To avoid checked-baggage fees, more travelers are carrying more bags onboard with them. At the same time, airlines have packed flights with more passengers, on average. That’s led to a real-estate crisis in the cabins—not enough space in overhead bins to accommodate all customers. So more flights are delayed when customers struggle to cram bags into full bins and airline workers have to send bags that don’t fit down to cargo compartments.
Mr. Baldanza says Spirit will be able to trim five minutes off each flight—20 hours of airplane time per day. That’s like having two extra $40 million planes in your fleet, and would let the airline add more flights without having to buy more planes. Today, without carry-on fees, Spirit is often gate-checking as many as 20 to 30 bags per flight that don’t fit in overhead bins.

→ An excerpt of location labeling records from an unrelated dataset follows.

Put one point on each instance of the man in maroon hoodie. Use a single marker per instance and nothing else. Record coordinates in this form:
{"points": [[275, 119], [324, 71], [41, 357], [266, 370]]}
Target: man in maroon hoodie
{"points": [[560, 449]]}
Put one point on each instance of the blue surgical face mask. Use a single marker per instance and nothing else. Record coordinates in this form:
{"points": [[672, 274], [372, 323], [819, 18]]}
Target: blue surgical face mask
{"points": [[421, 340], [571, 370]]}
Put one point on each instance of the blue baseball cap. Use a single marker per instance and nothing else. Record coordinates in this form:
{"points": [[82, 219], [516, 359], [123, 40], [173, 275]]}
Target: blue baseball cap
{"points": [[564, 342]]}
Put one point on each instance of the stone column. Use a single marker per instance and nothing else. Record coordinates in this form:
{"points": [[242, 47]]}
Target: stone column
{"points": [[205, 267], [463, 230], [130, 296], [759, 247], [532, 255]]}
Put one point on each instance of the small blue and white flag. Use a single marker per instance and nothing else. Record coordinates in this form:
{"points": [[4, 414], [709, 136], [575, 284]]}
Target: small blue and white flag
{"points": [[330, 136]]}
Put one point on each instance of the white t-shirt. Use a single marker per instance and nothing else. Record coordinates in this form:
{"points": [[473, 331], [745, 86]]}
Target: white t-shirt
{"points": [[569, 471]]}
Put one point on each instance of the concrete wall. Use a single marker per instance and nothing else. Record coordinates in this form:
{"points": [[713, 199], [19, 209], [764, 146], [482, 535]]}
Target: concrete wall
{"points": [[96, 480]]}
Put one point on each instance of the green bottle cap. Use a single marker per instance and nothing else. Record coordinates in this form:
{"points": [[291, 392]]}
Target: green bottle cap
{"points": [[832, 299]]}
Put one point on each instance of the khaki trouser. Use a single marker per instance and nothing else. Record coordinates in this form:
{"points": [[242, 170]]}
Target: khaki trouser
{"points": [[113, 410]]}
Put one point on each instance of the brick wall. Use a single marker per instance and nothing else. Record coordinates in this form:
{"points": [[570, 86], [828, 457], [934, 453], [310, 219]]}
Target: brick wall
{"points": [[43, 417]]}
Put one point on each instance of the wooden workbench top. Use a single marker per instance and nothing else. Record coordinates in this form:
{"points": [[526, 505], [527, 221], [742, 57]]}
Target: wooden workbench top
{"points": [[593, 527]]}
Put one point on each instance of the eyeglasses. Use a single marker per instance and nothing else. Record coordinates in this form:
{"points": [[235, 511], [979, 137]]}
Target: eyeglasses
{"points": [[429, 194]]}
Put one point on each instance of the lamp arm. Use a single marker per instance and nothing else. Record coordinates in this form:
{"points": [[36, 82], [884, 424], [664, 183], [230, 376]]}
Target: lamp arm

Part of the bin shortage is of Spirit’s creation: The airline squeezes more seats onto its planes than competitors. Spirit has 145 seats on its Airbus A319s; US Airways Group Inc., by comparison, has 124. And when “properly packed,” Mr. Baldanza says, the A319 has room for 130 bags. If each passenger puts only one bag in the bin, and every passenger packs the bin in the most efficient manner, then the last 15 people to board a full flight still are going to find bins completely full.
Airlines and travelers alike say people are bringing more stuff onboard planes. AMR Corp.’s American Airlines was averaging 1.1 to 1.2 checked bags per passenger before it instituted baggage fees in 2008. It now averages about 1.0 bags or less, according to spokesman Tim Smith.